Contrastive Learning Survey (8) — Contrastive Learning bottlenecks

[2105.05837v1] When Does Contrastive Visual Representation Learning Work? (arxiv.org)

This paper indicates 4 bottlenecks of current contrastive learning framework: dataset size, domain, quality and task granularity.

Dataset Size

How much data is required to learn a “good” representation?

This paper compares the accuracy between 3 datasets from contrastive learning and supervised learning to answer this question.

The experiments concludes that:

There is little benefit beyond 500k pretraining images.
Self-supervised pretraining can be a good initializer when there is limited supervision available.
Self-supervised representations can approach fully supervised performance for some datasets, but only by using lots of labeled images.

PS: the large gap between supervised and self-supervised performance on iNat21 in the high data regime suggests that iNat21 could be a useful benchmark for future self-supervised learning research. The high supervised performance shows that the task is possible, and yet the self-supervised performance remains quite low.

Data domain

What kind of images should we use for pretraining?

Not all pretraining sets are created equal.
Adding cross-domain data does not necessarily lead to more capable representations.
Different representations are seldom complementary.

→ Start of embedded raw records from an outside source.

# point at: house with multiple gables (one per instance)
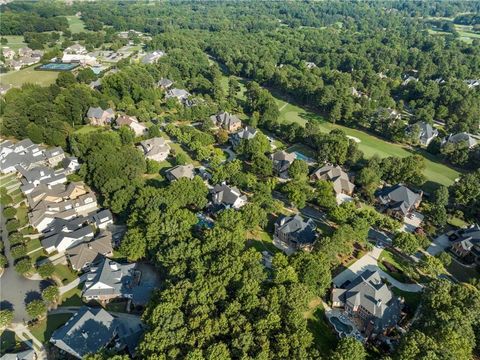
(282, 161)
(90, 330)
(296, 232)
(155, 149)
(227, 121)
(369, 300)
(98, 117)
(398, 201)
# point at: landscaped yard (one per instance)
(28, 75)
(44, 329)
(64, 274)
(323, 335)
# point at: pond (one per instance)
(340, 326)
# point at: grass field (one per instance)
(15, 42)
(76, 24)
(28, 75)
(370, 145)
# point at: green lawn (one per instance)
(64, 273)
(15, 42)
(76, 24)
(323, 335)
(28, 75)
(44, 329)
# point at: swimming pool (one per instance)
(56, 67)
(340, 326)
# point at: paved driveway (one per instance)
(369, 262)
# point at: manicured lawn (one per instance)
(29, 75)
(15, 42)
(323, 335)
(44, 329)
(76, 24)
(64, 274)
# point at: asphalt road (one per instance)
(15, 289)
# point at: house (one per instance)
(282, 161)
(110, 280)
(463, 137)
(226, 121)
(45, 212)
(155, 149)
(335, 174)
(295, 232)
(90, 330)
(70, 165)
(152, 57)
(399, 200)
(228, 197)
(54, 155)
(132, 122)
(468, 243)
(99, 117)
(76, 49)
(180, 171)
(84, 254)
(426, 132)
(40, 175)
(164, 83)
(248, 133)
(179, 94)
(369, 300)
(62, 234)
(21, 355)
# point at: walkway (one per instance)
(369, 262)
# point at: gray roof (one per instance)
(297, 228)
(86, 253)
(338, 177)
(87, 331)
(224, 194)
(372, 294)
(398, 197)
(116, 279)
(181, 171)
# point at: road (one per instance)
(15, 289)
(369, 262)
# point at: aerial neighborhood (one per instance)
(280, 180)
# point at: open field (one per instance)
(76, 24)
(28, 75)
(15, 42)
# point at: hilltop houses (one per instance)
(133, 123)
(295, 232)
(369, 300)
(99, 117)
(155, 149)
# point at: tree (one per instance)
(298, 169)
(51, 293)
(407, 242)
(65, 79)
(349, 348)
(325, 195)
(46, 270)
(6, 317)
(36, 309)
(23, 266)
(9, 212)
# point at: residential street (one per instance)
(369, 262)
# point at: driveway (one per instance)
(15, 289)
(369, 262)
(438, 245)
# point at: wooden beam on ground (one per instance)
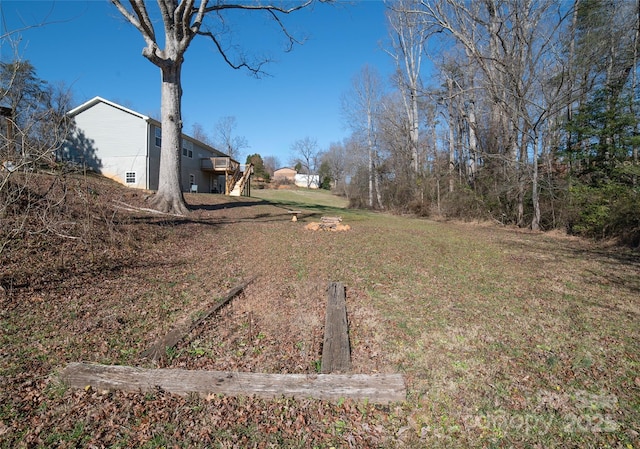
(336, 351)
(159, 349)
(376, 388)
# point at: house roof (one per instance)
(95, 100)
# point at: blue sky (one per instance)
(88, 46)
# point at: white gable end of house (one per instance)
(113, 141)
(124, 145)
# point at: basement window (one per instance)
(187, 149)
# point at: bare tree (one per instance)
(182, 20)
(307, 154)
(361, 107)
(408, 36)
(225, 139)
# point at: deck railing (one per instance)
(223, 164)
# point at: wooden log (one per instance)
(158, 350)
(330, 220)
(336, 351)
(377, 388)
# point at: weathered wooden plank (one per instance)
(336, 351)
(377, 388)
(159, 349)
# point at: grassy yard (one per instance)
(506, 338)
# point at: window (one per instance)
(187, 148)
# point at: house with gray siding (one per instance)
(124, 145)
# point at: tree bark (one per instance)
(169, 197)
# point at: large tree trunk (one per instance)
(169, 197)
(535, 196)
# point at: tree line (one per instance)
(529, 116)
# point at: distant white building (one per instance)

The kinds of images used for self-supervised pretraining can have a significant impact on the learned representations.

Data quality

Image resolution is critical.
Adding high-frequency noise is much less harmful than erasing high frequency information.

Contrastive learning is sensitive for image resolution, while supervised learning is sensitive for JPEG compression.

Task granularity

Whether there are some downstream tasks for which self-supervised representations are particularly well or poorly suited.

The performance gap between contrastive learning and supervised learning grows as task granularity increases
Are the augmentations mis-specified?

The augmentation strategy of simCLR is for Image-net, so the default augmentation policy may be poorly tuned for other datasets.
Does contrastive learning have a coarse-grained bias?

Conclusion: we should find a new pretext task which is more suitable for fine-grained bias.